Periodic settlement has been a norm since December 3, 2009. It requires the broker to return excess funds and securities to the clients. However, a client going into debit was also considered a settlement, as with a debit balance no account is due by the broker and it is the broker who has to take the money from the clients.

Further, 225 percent of the margin dues and an additional amount of up to Rs 10,000 could be retained by the broker subject to client consent. For example, if a client has a credit balance of Rs 1 crore with the broker, and margin dues on open positions of Rs 10 lakh, the broker can hold back up to Rs 22.5 lakh and has to compulsorily return the remaining Rs.77.5 lakh to the client as settlement.

This new norm is now under consideration, especially after the Anugrah Broking default, where client money was lying with the broker for years. SEBI has also received several complaints about a large broker, who transferred client money into a liquid fund just before settlement dates.

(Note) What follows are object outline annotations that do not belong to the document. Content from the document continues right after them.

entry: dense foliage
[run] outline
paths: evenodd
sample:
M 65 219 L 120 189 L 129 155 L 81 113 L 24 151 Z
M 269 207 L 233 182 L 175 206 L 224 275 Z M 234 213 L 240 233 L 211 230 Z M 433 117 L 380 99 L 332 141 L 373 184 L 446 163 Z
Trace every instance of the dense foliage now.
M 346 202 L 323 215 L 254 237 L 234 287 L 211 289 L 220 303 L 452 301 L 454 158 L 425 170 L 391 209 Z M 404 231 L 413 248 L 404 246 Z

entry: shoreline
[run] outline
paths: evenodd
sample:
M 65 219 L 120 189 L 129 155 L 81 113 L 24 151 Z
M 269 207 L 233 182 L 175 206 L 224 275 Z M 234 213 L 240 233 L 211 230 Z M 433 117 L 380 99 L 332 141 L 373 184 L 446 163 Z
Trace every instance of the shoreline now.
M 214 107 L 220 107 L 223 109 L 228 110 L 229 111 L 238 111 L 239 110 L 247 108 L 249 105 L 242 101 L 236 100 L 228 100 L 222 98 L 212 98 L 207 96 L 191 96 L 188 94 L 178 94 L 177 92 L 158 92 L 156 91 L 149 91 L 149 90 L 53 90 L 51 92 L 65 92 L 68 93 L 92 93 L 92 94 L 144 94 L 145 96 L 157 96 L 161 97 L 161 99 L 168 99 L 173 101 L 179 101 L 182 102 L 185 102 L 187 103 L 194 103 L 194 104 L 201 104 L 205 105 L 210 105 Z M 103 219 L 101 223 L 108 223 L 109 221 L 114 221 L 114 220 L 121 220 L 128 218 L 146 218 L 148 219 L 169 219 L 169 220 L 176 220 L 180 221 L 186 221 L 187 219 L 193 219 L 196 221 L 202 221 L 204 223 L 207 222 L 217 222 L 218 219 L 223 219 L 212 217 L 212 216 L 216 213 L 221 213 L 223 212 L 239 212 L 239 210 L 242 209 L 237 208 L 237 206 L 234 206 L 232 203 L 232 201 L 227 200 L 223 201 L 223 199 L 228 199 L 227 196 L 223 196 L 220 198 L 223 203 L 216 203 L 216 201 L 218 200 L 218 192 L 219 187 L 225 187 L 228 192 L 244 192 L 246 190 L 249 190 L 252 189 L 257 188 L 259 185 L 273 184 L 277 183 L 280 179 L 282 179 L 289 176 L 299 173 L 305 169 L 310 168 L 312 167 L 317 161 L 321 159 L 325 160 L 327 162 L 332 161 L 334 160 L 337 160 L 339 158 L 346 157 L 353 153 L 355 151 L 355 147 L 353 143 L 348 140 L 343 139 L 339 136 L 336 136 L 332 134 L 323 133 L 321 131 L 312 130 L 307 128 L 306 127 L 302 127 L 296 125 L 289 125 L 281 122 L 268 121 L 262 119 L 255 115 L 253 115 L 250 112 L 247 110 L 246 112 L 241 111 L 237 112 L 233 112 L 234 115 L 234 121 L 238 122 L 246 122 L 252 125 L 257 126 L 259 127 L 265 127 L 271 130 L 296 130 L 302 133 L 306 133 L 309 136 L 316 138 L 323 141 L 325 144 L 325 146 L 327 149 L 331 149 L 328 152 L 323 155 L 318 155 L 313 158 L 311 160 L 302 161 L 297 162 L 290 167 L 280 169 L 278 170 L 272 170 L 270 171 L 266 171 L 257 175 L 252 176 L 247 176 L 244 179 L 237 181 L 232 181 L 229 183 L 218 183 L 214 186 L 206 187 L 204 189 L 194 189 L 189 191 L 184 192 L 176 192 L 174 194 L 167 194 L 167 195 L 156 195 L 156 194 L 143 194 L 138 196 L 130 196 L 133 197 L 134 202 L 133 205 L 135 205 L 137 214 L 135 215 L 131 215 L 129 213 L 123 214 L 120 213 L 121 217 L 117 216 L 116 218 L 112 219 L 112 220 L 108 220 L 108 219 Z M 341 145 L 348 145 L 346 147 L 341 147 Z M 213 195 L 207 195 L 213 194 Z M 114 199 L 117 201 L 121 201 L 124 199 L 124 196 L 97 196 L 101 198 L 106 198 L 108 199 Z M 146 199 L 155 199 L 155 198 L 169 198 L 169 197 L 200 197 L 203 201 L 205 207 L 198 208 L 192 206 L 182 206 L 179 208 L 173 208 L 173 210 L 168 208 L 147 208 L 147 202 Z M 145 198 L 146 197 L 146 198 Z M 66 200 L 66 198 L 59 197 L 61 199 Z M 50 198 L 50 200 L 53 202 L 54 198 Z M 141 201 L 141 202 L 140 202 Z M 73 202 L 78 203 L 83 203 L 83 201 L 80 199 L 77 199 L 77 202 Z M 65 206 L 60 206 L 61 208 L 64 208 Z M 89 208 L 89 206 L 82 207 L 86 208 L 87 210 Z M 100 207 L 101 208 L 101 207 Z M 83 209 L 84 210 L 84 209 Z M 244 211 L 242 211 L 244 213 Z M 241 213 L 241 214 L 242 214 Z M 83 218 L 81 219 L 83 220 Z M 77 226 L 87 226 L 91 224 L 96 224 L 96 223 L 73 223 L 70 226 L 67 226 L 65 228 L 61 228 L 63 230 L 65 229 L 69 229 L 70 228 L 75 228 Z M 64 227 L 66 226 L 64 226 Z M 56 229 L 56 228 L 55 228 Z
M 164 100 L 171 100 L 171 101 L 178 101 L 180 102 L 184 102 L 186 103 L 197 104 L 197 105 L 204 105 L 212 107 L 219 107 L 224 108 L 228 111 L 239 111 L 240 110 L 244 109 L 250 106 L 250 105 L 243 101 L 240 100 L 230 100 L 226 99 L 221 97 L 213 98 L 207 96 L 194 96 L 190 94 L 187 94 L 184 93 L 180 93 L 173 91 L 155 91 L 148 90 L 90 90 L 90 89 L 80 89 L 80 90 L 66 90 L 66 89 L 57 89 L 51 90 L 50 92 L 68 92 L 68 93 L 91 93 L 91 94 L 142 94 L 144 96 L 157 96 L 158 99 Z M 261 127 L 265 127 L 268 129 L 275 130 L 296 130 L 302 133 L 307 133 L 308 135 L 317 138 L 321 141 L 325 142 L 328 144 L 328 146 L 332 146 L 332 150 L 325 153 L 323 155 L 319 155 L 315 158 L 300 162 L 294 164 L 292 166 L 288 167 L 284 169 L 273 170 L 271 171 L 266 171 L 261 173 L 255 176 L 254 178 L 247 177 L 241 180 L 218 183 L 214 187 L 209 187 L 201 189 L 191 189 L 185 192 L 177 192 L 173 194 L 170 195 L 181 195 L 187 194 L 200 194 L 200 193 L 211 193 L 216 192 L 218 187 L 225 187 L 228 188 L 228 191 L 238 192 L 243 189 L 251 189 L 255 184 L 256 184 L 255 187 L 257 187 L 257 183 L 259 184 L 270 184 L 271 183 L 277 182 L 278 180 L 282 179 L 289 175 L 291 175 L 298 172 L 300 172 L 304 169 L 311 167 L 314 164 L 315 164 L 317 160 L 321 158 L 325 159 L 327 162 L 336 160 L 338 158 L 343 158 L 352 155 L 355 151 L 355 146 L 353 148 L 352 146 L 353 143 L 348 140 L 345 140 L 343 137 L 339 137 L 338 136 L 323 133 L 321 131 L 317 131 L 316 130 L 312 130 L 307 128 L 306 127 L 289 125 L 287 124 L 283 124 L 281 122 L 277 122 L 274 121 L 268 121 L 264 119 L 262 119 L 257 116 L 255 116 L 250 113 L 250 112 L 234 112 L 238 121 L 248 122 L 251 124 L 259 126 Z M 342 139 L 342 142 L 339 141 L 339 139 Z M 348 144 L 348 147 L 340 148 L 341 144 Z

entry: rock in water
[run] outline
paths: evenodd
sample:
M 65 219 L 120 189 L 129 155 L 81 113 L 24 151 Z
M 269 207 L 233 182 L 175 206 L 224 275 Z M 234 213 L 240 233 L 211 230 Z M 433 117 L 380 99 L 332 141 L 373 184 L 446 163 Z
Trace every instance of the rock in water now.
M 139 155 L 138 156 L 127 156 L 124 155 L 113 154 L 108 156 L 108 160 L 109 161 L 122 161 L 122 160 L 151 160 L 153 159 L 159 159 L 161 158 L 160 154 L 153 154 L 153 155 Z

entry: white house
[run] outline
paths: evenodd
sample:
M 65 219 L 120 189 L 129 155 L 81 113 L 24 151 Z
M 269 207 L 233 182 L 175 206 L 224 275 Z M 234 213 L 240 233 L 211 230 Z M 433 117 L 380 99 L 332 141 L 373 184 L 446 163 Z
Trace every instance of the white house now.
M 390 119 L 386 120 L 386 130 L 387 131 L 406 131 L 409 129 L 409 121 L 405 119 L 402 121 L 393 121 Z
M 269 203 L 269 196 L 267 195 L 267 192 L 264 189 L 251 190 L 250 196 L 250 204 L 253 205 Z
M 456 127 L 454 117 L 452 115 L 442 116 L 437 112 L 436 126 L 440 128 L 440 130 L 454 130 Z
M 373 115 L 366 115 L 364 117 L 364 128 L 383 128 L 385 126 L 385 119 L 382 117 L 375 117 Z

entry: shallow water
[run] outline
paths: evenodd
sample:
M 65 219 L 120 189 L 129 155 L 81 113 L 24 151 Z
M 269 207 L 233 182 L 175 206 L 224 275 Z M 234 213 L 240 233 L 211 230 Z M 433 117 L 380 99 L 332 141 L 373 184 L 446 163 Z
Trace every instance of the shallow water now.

An office-bearer of the broker association involved in the discussion said: “I believe that Sebi has got its heart in the right place. As long as the clients are not inconvenienced in their trading experience, we will support the Sebi proposals. The pledge-repledge system for example has been amazing in identifying the bad sheep in the market. These bad actors deserve exemplary punishment for tarnishing the image of the entire community. Monitoring of funds is also essential, and brokers have never objected to any measures that increase transparency.”

Moneycontrol had reported on October 29 that SEBI is considering strengthening settlement norms.

 

Capital adequacy norms for brokers

During a recent conference of the Confederation of Indian Industry (CII), Uday Kotak, CII President and Chairman of Kotak Mahindra Bank, raised the issue of capital adequacy norms for brokers. Kotak told SEBI chairman Ajay Tyagi that the regulator should come out with a capital adequacy ratio for granting of a license to broking firms.

Separate entity to become clearing members

Currently, banks themselves become clearing members, which creates a conflict of interest. So, SEBI is planning to create norms for a separate company for clearing members.